Study after study shows COVID-19 is far more likely to infect residents in non-white, low-income, and densely populated neighborhoods. A recent analysis of cases in 8,500 U.S. ZIP codes found that infection rates in these locations were almost five times higher than in those that are more than 90 percent white.
These shocking statistics confirm what most health experts already know. Today, an individual’s ZIP code often predicts their health destiny better than their genome. Forget the DNA — it’s the ZNA that counts.
When treating COVID-19, diabetes and other illnesses, the most advanced medical technologies in the world won’t make a difference if individuals are unable to visit a doctor, afford their treatment or understand how to live a healthy lifestyle.
A study in New York’s Finger Lakes region found that premature death measured in average “potential years of life lost” was as much as 50 percent worse in some poorer ZIP codes than the average for the region.
The correlation between higher income and longer life expectancy has been well documented.

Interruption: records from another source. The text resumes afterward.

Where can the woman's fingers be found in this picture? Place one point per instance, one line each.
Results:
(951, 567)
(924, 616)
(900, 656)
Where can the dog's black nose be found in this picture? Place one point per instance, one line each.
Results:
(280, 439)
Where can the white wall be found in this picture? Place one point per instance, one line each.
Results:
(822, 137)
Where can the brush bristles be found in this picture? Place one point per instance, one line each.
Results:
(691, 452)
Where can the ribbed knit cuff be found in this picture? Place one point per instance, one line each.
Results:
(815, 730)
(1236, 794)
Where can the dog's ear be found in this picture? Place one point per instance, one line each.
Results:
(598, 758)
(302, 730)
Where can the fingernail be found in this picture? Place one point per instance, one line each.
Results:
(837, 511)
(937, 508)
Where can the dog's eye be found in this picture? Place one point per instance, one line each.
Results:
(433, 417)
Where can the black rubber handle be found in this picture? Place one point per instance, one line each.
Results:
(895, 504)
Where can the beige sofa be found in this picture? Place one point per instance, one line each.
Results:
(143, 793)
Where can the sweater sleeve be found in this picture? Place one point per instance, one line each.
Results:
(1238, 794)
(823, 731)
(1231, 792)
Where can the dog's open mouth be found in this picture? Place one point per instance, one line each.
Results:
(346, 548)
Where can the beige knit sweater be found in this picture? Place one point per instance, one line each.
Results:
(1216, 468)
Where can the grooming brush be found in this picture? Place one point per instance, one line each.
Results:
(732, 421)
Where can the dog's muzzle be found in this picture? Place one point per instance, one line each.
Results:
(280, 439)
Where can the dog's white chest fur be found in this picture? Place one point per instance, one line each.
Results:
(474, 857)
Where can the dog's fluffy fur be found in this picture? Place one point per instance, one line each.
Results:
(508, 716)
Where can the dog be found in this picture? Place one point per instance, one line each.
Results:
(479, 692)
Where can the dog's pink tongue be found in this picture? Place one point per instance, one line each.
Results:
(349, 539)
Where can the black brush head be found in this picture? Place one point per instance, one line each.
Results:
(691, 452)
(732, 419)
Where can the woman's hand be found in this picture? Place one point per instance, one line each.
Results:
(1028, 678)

Average life expectancy for the richest 1 percent of American men at age 40 is nearly 90 years. For the poorest 1 percent, it isn’t even 73 years.
What’s shocking is that one in 10 seniors lives below the federal poverty line and 37 million people who are 50 or older are either in poverty or one life-event away from slipping into it. COVID-19 is that life-event for many – and that’s unconscionable.
It’s well known that older Americans are at significantly greater risk of death in this pandemic. CDC numbers through June show that 80.7% of U.S. COVID-related deaths were individuals 65 and older. These are horrifyingly grim numbers for our Baby Boomers and remaining members of the Greatest Generation.
One’s age being a risk factor for health outcomes is as old as human history, and modern medicine has greatly extended American’s average lifespan by 50 percent, from 53 in 1920 to 79 today. But if the wealthiest among us are living nearly two decades longer than the poorest, are we really making progress?
It’s time for our nation to develop a holistic healthcare model that considers social determinants of health. The Root Cause Coalition, our organization, brings together more than 70 organizations from myriad sectors and industries – including healthcare, education, social service, faith-based, business and government – to achieve health equity by addressing the social determinants of health.
Earlier this spring, just before COVID shut down so much of our nation and unleashed its fury, we released the Status of Health Equity Report which highlighted front line primary care providers’ desire to fix our broken healthcare system, yet most feel they don’t have ability to be part of the solution. The global pandemic brought to the forefront serious deficiencies and inequities in a system meant to maintain public health. All this makes the call to achieve health equity more critical than ever.
The report also highlights the work of dozens of our members and programs they have implemented in their communities that have proven to be sustainable and effective and highlights the need for a new model of health care delivery. Most essential in that model is the inclusion of all sectors that play a role in an individual’s health and well-being.
As Randy Oostra, CEO of ProMedica, one of the Coalition’s two founding members, along with the AARP Foundation, recently noted, “comprising a broad cross-section of professionals from healthcare, business, social services, and federal officials — is the best way to set national policies that will improve healthcare outcomes.”
Our current healthcare delivery model is unsustainable. We need a bold, honest and coordinated national effort, while looking for inspiration and models of success at the local level. Members of The Root Cause Coalition can provide example upon example of such inspiration.
State-of-the-art treatments don’t matter for those who face a choice between spending meager resources on their care and putting food on the table. They also don’t matter for those who have no way of getting to a pharmacy, or put themselves at risk just by leaving their homes.
We must replace a healthcare hierarchy which neglects to address — or sometimes even acknowledge — the underlying social determinants impacting health outcomes for the less fortunate among us.
It’s unacceptable that where one lives determines one’s equal access to those needs.
It’s time to close the ZIP code gap.
Barbara Petee is the executive director of The Root Cause Coalition.